The Pixies’ influence has always been prevalent in Hukkelberg’s compositions (her ingenious cover of “Break My Body” one of Rykestrasse 68‘s several highlights), and it rears its head once again on the terrific title track, as Hukkelberg eschews her usual tender croon in favor of a more confrontational tone. Meanwhile, the hard-charging “Bandy Riddles” and the coy “In Here/Out There” don’t hide their post punk influences despite the usual clever arrangements, Hukkelberg’s near-forceful delivery starting to resemble that of Siouxsie Sioux herself.
Hukkelberg’s eclectic musical background, which included a stint singing with noteworthy doom metal band Funeral, has always been a big factor in the confidence and audacity of her albums, and the melancholy, dirge-like “Salt of the Earth” doesn’t hide its doom influence one bit, distorted guitars and thudding drums substituted with crashing piano chords and clattering percussion, the overall feel not a far cry from Funeral’s 2002 album In Fields of Pestilent Grief, on which Hukkelberg sang. Indeed, it’s when the album becomes downcast that it truly excels, best exemplified by the dour “No Mascara Tears”, with its atonal bursts of guitar threatening to consume Hukkelberg’s sympathetic melody, and also on the dreamy “Bygd Til By”, a song whose scope is far more cinematic than the more direct approach of the rest of the album.
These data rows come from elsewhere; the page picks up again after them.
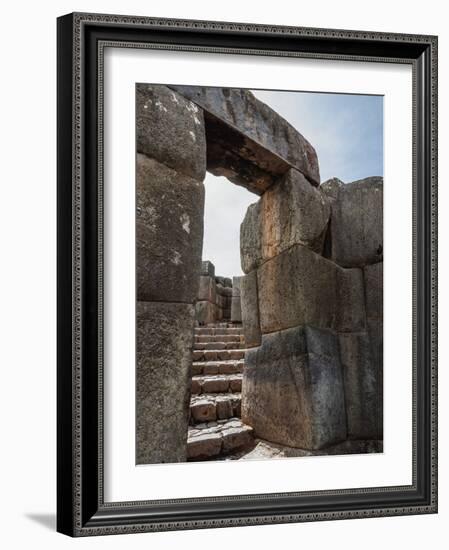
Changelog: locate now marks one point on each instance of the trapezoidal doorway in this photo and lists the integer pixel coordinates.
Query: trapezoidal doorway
(297, 339)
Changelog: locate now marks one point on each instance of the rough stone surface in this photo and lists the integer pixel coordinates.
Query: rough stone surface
(300, 287)
(297, 287)
(290, 212)
(356, 228)
(251, 238)
(213, 440)
(205, 312)
(203, 410)
(170, 129)
(373, 275)
(267, 450)
(248, 142)
(208, 269)
(361, 379)
(169, 233)
(236, 309)
(207, 289)
(351, 315)
(293, 390)
(236, 438)
(236, 286)
(163, 357)
(250, 310)
(204, 445)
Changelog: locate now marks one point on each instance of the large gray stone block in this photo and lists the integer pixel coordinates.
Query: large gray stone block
(236, 310)
(248, 142)
(251, 238)
(170, 129)
(164, 342)
(205, 312)
(169, 233)
(293, 391)
(207, 289)
(351, 314)
(361, 379)
(356, 228)
(373, 275)
(375, 331)
(300, 287)
(208, 268)
(236, 286)
(250, 310)
(290, 212)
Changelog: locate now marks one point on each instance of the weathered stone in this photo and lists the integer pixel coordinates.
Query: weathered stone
(215, 385)
(351, 315)
(170, 129)
(237, 438)
(297, 287)
(361, 379)
(204, 445)
(235, 384)
(224, 408)
(293, 391)
(169, 233)
(356, 228)
(195, 386)
(211, 368)
(205, 312)
(207, 289)
(163, 361)
(251, 238)
(208, 269)
(290, 212)
(250, 309)
(300, 287)
(236, 310)
(375, 331)
(247, 141)
(236, 286)
(373, 275)
(210, 355)
(203, 410)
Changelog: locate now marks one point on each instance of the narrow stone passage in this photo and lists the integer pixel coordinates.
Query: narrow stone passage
(215, 429)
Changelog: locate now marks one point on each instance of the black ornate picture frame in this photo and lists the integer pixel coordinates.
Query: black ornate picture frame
(81, 509)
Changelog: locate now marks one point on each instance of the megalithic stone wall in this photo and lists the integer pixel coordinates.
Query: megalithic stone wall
(215, 297)
(171, 165)
(312, 312)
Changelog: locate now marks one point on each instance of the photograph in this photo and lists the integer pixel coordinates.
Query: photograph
(259, 273)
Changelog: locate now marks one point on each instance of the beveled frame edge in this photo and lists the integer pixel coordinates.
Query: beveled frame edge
(81, 510)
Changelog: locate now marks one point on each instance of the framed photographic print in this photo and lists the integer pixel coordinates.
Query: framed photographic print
(246, 274)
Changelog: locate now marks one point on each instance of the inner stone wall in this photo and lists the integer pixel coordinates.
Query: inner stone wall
(311, 297)
(312, 312)
(218, 297)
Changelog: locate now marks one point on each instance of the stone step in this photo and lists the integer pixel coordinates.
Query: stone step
(216, 383)
(213, 439)
(217, 367)
(205, 338)
(218, 345)
(218, 355)
(213, 331)
(211, 406)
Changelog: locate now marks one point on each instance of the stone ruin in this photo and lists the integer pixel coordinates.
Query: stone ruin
(311, 297)
(218, 297)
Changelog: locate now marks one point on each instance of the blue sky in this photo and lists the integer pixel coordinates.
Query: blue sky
(347, 133)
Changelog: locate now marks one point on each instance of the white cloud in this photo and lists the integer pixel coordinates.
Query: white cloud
(347, 133)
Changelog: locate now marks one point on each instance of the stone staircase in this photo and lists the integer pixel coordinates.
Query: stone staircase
(215, 429)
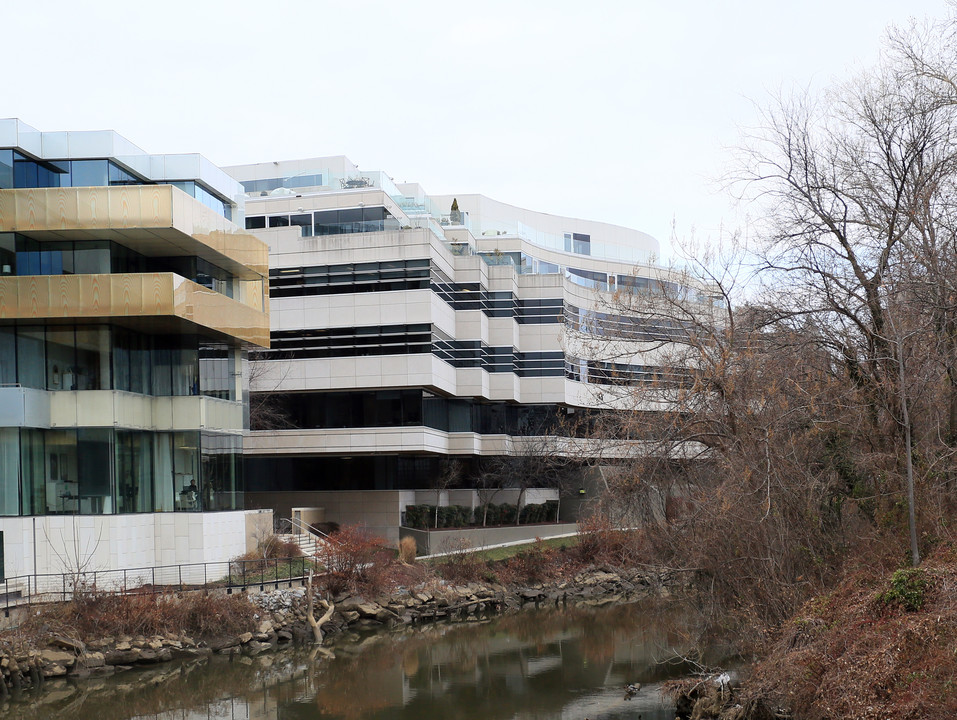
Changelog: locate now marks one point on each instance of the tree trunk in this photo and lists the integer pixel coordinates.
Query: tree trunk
(908, 462)
(316, 625)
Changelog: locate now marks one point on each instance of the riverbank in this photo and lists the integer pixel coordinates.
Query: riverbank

No matter what mood she’s trying to convey, the one great characteristic of Hukkelberg’s music is warmth. Nowhere near as ostentatious as Bat For Lashes’ talented mastermind Natasha Khan and devoid of the pretensions that seem to make Björk alternately enthralling and frustrating, Hukkelberg’s more classy approach, whether it’s in the vocals or the instrumental arrangements, makes her albums inviting and her live performances seductive. Plus, nowhere else will you hear albums that rely so heavily on found objects for percussion (among the pieces used on this album, flagpoles, rocks, and a Vaseline box), yet at the same time utilize those sounds so tastefully that it’s never a distraction, and we rarely if ever stop to consider just what’s being used. Her ability to sound so eccentric yet create music so inherently comfortable is no small feat; by now, we know that wherever she goes to write her albums, and whatever bric-a-brac she ends up playing, the end result is always going to be sublime, and Blood From a Stone is no exception.